Week 3 check-in: How are students handling the workload?


Sophia Day

Hannah Wilken is seen staying on top of her work. She is juggling a large workload, but is managing it well!

Every year, around the end of the first semester, the term “burnout” is thrown around. The weather is cold, the days are shorter, and it can feel like work is increasing exponentially. These things can cause the feeling of ¨burnout¨ in a lot of students- they feel like they just can’t work anymore. At the beginning of the year, there’s less work, and more time to fix grades, so it stands to reason that there are significantly less kids feeling burnt out by school. The problem is, burnout can sneak up on you, so it’s important that students check themselves to see if they need a break, or maybe just an extra hand.

Hannah Wilken, senior, says she feels the burnout coming. “I’m taking four AP classes, and I already feel things piling up.” She further explained that while students in AP classes choose to be there, it can feel difficult to take a step back and recover through all the rigor and constant inundation of new work. Many students can relate to Wilken’s point— while difficult classes can be rewarding, the work can feel overwhelming, and oftentimes there simply aren’t enough hours in the day to both recharge and complete all the assigned work. Anna Jardin, also a senior, offers a different perspective, “While I have felt burnt out in the past, I don’t necessarily feel burnt out yet due to the fact that I have no challenging classes; school almost feels more optional because my classes can be done at home.”

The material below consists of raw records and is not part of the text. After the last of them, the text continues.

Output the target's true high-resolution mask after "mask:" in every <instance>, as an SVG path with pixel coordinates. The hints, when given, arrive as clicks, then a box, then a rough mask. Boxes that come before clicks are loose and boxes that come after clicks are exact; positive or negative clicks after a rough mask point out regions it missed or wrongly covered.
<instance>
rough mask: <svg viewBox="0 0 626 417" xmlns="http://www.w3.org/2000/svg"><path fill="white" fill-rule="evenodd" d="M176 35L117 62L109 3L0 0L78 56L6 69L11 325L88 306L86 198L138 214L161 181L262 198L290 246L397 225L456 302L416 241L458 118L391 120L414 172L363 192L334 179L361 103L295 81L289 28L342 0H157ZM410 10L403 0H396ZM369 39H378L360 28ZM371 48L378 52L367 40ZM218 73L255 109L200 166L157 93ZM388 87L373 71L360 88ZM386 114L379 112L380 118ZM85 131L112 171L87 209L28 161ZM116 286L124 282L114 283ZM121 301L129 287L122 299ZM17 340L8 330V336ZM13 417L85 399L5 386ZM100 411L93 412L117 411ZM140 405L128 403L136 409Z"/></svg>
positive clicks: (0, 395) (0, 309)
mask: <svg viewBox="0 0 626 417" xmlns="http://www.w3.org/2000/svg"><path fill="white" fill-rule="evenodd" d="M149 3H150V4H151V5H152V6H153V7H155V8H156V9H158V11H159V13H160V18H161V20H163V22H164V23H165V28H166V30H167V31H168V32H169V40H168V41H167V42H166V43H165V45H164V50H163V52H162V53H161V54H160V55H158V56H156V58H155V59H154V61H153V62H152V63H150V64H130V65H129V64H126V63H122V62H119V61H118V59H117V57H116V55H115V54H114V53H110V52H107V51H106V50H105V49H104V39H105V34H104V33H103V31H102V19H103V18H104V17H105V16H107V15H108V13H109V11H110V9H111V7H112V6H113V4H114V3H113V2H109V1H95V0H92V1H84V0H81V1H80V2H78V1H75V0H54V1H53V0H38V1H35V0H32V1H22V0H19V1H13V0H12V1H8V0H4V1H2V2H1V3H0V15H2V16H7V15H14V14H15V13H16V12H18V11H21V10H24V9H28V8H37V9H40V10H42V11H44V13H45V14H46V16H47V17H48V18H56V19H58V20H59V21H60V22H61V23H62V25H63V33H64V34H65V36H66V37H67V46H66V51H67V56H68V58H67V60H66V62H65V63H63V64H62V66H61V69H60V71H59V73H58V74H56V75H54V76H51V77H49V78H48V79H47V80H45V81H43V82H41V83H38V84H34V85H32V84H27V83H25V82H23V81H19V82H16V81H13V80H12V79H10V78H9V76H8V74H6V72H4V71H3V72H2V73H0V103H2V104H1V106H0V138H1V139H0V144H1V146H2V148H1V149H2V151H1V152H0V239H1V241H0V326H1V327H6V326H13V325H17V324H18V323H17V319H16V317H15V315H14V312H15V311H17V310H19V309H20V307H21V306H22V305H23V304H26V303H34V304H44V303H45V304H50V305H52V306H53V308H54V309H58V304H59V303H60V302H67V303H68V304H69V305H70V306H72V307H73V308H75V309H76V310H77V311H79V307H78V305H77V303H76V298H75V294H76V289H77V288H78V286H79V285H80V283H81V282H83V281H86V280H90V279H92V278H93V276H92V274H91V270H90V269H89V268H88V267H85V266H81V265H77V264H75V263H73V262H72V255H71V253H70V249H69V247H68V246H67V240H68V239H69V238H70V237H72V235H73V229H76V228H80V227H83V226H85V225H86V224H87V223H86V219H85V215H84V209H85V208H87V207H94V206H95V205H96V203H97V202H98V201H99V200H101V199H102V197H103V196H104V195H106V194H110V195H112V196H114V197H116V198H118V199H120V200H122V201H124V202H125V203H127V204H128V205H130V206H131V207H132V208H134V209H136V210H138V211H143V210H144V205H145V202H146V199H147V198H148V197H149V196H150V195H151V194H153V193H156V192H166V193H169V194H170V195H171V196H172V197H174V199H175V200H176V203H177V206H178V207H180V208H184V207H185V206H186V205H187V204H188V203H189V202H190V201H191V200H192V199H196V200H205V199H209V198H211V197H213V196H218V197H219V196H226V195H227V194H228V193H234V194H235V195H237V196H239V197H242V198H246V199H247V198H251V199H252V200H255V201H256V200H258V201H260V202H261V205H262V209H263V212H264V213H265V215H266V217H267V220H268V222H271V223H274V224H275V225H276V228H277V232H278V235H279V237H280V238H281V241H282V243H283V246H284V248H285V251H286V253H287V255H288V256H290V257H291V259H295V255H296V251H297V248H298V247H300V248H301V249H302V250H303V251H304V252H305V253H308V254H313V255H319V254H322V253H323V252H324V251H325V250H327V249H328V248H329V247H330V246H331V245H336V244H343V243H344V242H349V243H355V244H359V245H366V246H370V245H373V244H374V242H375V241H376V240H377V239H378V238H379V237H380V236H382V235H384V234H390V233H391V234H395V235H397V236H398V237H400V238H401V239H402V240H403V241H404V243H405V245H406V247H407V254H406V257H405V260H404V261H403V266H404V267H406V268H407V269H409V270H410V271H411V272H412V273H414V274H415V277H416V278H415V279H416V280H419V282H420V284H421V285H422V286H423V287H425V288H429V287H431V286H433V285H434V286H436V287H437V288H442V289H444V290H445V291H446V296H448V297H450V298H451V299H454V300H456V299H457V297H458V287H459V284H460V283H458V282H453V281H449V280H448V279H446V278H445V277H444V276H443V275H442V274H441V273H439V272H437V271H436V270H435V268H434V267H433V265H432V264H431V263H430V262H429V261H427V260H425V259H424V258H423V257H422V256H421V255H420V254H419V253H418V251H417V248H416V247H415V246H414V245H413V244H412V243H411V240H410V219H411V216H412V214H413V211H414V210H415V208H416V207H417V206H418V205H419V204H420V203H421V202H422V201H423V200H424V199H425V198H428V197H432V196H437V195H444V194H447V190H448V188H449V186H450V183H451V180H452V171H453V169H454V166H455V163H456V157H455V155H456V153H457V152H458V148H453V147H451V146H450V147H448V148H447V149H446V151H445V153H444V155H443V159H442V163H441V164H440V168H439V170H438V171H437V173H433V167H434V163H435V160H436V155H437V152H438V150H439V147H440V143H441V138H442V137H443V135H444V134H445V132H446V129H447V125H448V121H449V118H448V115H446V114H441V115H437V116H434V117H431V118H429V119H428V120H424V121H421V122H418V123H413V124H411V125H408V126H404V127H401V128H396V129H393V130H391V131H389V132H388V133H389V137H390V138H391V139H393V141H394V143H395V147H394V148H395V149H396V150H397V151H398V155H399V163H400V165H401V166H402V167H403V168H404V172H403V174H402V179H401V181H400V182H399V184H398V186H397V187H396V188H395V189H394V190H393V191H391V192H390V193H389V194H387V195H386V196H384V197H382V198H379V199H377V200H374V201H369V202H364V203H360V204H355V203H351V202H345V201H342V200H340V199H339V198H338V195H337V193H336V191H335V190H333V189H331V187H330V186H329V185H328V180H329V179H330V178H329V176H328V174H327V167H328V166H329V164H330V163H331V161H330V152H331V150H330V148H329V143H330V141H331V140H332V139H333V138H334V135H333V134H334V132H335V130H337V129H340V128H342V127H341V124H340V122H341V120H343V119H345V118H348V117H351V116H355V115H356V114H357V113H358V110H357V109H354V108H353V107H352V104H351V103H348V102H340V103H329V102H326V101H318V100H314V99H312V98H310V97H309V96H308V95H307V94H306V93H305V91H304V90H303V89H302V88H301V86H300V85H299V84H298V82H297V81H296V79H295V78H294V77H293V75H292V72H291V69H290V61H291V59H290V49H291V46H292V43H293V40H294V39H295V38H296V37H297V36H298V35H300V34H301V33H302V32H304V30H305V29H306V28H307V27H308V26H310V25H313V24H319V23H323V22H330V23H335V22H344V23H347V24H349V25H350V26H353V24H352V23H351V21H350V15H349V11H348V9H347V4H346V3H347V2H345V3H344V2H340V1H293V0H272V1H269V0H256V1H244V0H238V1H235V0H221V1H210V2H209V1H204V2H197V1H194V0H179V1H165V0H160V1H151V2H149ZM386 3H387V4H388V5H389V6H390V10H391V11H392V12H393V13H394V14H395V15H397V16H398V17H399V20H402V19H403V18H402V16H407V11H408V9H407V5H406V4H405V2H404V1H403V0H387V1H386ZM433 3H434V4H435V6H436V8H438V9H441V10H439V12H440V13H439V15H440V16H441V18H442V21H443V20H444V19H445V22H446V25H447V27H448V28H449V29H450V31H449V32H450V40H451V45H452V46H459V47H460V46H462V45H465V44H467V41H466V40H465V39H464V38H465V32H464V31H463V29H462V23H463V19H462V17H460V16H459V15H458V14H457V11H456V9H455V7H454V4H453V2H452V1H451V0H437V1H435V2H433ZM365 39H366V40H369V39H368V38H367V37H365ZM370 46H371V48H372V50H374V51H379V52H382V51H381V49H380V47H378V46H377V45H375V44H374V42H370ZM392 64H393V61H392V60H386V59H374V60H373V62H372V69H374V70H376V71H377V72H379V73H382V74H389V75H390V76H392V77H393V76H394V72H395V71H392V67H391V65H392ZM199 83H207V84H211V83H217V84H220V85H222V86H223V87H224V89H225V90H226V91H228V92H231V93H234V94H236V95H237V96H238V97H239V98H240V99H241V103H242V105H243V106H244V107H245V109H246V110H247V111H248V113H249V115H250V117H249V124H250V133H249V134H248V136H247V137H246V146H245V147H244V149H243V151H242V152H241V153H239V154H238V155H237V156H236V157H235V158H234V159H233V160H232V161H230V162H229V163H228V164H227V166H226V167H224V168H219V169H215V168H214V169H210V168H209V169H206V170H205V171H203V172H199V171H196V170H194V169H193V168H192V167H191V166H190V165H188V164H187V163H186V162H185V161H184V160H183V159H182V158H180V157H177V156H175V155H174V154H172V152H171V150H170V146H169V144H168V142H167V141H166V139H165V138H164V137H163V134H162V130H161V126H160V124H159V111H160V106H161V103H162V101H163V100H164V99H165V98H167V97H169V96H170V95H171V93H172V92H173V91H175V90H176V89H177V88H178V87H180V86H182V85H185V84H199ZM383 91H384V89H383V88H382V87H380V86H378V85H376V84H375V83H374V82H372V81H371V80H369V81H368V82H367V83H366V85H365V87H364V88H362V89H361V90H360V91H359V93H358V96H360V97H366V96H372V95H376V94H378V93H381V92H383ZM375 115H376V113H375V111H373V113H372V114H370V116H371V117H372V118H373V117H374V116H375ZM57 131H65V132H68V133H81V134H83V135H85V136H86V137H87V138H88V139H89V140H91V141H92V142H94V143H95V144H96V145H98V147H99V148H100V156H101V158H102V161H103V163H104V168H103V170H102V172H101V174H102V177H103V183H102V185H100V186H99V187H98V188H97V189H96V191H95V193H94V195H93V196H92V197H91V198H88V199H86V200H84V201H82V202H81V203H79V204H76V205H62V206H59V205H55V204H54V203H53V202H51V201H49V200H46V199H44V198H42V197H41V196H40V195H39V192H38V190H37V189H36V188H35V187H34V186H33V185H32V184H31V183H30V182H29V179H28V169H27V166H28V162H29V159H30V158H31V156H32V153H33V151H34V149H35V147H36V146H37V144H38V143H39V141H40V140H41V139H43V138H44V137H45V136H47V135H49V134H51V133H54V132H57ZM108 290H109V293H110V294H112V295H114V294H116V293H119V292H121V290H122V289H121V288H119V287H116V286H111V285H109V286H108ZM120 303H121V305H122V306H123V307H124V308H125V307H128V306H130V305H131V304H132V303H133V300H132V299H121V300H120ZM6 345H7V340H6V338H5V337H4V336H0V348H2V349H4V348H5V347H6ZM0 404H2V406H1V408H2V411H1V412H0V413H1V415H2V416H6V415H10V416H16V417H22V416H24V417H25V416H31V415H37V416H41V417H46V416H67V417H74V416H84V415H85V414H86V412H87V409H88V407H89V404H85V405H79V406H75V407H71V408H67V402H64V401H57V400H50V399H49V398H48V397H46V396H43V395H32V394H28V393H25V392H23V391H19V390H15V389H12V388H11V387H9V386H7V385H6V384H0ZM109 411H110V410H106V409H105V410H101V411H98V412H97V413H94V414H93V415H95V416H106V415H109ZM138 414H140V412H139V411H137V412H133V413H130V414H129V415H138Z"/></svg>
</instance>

Not all students experience burnout, but it’s important to get ahead of it now by stepping back and checking in on how you’re handling work. Burnout can sometimes last for weeks, or even months, so truly the most efficient solution is to take preventative measures, as opposed to trying to stop it when it’s already in effect. The best things students can do for themselves are to assess their workload, make a plan/schedule that is specific but achievable, and to reach out for help before things get too difficult. Whether it be a teacher, counselor, friend, or family member, extra help early in the year can keep a student at a good pace, both mentally and in terms of school.